1997 Partnerships
for Networked Consumer Health Information Conference
Transcripts of Plenary Sessions and
Breakout Sessions
Customizing
Information 2: "Patient Records for Patients"
Tuesday, April 15
3:45-5:15 PM
Moderator: Margaret Amatayakul, Executive
Director, Computer-Based Patient Record Institute,
Schaumburg, IL
Speakers: David Forslund, Ph.D., Deputy
Director, ACL, Los Alamos National Laboratory, Los
Alamos, NM
Ross Fletcher, M.D., Chief of Cardiology,
Department of Veterans Affairs Medical Center,
Washington, DC
Peter Szolovits, Ph.D., Professor of Computer
Science, Department of Electrical Engineering/Computer
Science, Massachusetts Institute of Technology,
Cambridge, MA
Amatayakul: I am the moderator for this event,
and as a member of the health profession, I consider
myself a health advocate like the other professionals
before you. As we get more into information technology,
we are losing sight of the patient's needs and records. I
am here to set the tone for the following discussion
relating to computer-based patient records.
The Computer-Based Records Institute was formed by
varied recommendations and is a nonprofit organization
trying to solve the problems attributed to information
technology. We have coined the term at the Institute for
"computer-based records" to mean giving the
patients care by computer record. It is a pretty broad
use, and as the organization has been working to do so
over the last 5 years, we have established criteria to
further explain this definition.
As we begin to take advantage of information
technology that has become integrated into our lives from
multiple sources, it can now serve as a primary source of
patient care. Many of these new innovations have
wonderful components, but we still have a way to go to
make the total package exist for everyone.
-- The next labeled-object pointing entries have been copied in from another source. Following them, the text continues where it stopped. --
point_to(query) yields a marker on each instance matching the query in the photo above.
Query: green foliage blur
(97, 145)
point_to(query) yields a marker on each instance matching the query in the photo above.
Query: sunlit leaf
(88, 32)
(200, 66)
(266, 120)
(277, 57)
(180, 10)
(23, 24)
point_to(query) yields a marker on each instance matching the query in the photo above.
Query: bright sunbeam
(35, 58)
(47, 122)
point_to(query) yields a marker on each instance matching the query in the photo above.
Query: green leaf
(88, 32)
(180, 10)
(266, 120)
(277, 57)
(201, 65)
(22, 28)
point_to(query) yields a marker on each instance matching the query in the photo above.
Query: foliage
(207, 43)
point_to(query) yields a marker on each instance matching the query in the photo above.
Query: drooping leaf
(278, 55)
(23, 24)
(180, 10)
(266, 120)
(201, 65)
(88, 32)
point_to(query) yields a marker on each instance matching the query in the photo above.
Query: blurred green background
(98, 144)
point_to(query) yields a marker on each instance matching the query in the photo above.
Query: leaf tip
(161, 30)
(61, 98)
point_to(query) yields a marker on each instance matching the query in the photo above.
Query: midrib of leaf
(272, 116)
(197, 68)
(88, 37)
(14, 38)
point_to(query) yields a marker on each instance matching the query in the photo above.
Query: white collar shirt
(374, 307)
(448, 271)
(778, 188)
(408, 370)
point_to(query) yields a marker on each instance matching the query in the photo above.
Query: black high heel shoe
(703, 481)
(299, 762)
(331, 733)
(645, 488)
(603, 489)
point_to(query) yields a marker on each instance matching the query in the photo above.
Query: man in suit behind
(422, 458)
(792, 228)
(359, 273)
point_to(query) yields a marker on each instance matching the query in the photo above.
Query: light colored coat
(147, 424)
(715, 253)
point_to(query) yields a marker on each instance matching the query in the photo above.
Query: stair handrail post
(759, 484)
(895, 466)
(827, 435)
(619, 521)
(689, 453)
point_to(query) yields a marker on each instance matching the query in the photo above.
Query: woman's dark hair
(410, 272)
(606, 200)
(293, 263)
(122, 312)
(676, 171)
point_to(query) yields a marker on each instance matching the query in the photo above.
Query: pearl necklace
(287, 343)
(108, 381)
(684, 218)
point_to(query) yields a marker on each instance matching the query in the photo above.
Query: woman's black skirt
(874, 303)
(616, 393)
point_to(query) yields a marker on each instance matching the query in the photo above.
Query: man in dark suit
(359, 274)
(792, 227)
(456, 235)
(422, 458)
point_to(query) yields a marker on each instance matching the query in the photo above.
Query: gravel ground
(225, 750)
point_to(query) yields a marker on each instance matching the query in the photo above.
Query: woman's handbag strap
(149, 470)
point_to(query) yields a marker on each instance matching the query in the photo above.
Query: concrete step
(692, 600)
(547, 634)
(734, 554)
We recently had a summit and invited Don Detmer,
Chairman of the Institute's Study Committee, and
currently Chair of the National Committee on Vital and
Health Statistics. He spoke on a study released in 1991,
stating that computer-based records may be established
and in control within a decade.
As we move toward use of computer-based records, we
move toward a focus on people. Today our focus is on the
element of patient "centeredness" of the
record. But you, the audience, are challenged to bring us
step by step to a higher level so we can better reach and
serve people. A lot can be done to improve the patient
monitoring process, as well as to influence legislation
that is already underway that does not discuss patient
access. In aiming for these goals, we are trying to
promote interaction from patients facilitating their
contribution to their records.
I would now like to introduce the panelists. Our first
speaker is Dr. Dave Forslund, a known wizard of
technology in the medical field who sits here with his
ThinkPad. Dr. Fletcher is the Chief of Cardiology at the
National VA Hospital and first to use and be recognized
for the use of computer-based records. We also have Dr.
Szolovits, from MIT. Hopefully, we will have some time
after presentations for a brief question and answer
period.
Forslund: I want to talk about various issues
surrounding patient records. Certainly security is an
issue, and in trying to deploy solutions to the problem,
I will give some view graphs from the Patient Center
Access to Secure Systems Online (PCASSO) project,
mentioned earlier this morning. Most users are accessing
the Internet and could be doing so out of their homes
with secure user IDs to access their own records.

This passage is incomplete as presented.